Bowes has also said if information is withheld or seems "at odds" with the case, he will consider the family's views.

"I would definitely consider their feelings about this," he said in a recent interview. "I think that is the most important thing I can do."

The confidential internal review, which has been completed for at least a month, will not be released to the public, the authority says.

Cassandra Desmond said she has been pressing the authority to set up a meeting to talk about the document, but she said she had gotten nowhere.

Several high-profile veterans groups and individuals have come forward in recent weeks to call for more action, including Wounded Warriors Canada, Vets Canada and longtime veterans advocate Peter Stoffer, a former NDP MP. As well, a former soldier with PTSD and the wife of another soldier with the mental illness have also said more needs to be done.

Last week, the federal government announced its plans to create a special unit to support injured Armed Forces members preparing to return to civilian life.

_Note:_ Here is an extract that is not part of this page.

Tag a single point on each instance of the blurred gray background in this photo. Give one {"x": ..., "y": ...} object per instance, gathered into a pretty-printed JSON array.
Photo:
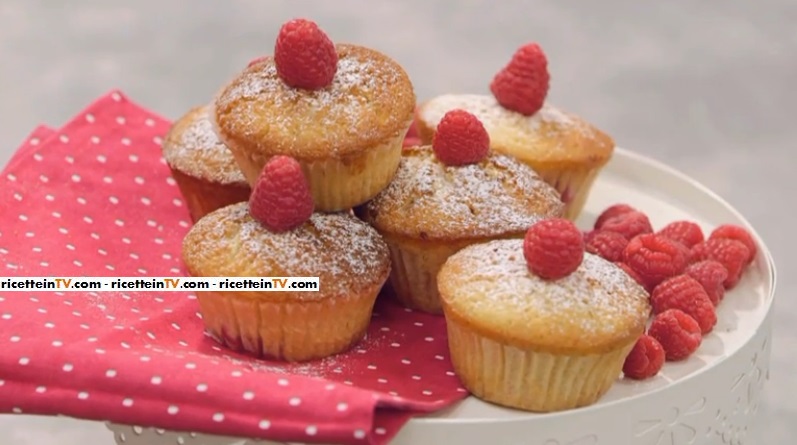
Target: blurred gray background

Treasury Board President Scott Brison, a Nova Scotia MP, said the Liberal government would establish a Canadian Forces Transition Group "over the next several years." It will include 400 specialized staff and 800 personnel "whose only mission will be to heal" physical and psychological injuries, including PTSD.

The announcement came two days after Ottawa announced its revamped defence policy, which includes a plan to spend an additional $198 million on health and wellness in the next decade.

Chantel Desmond wasn't impressed.

"Why does something bad have to happen for all these good ideas to come about?"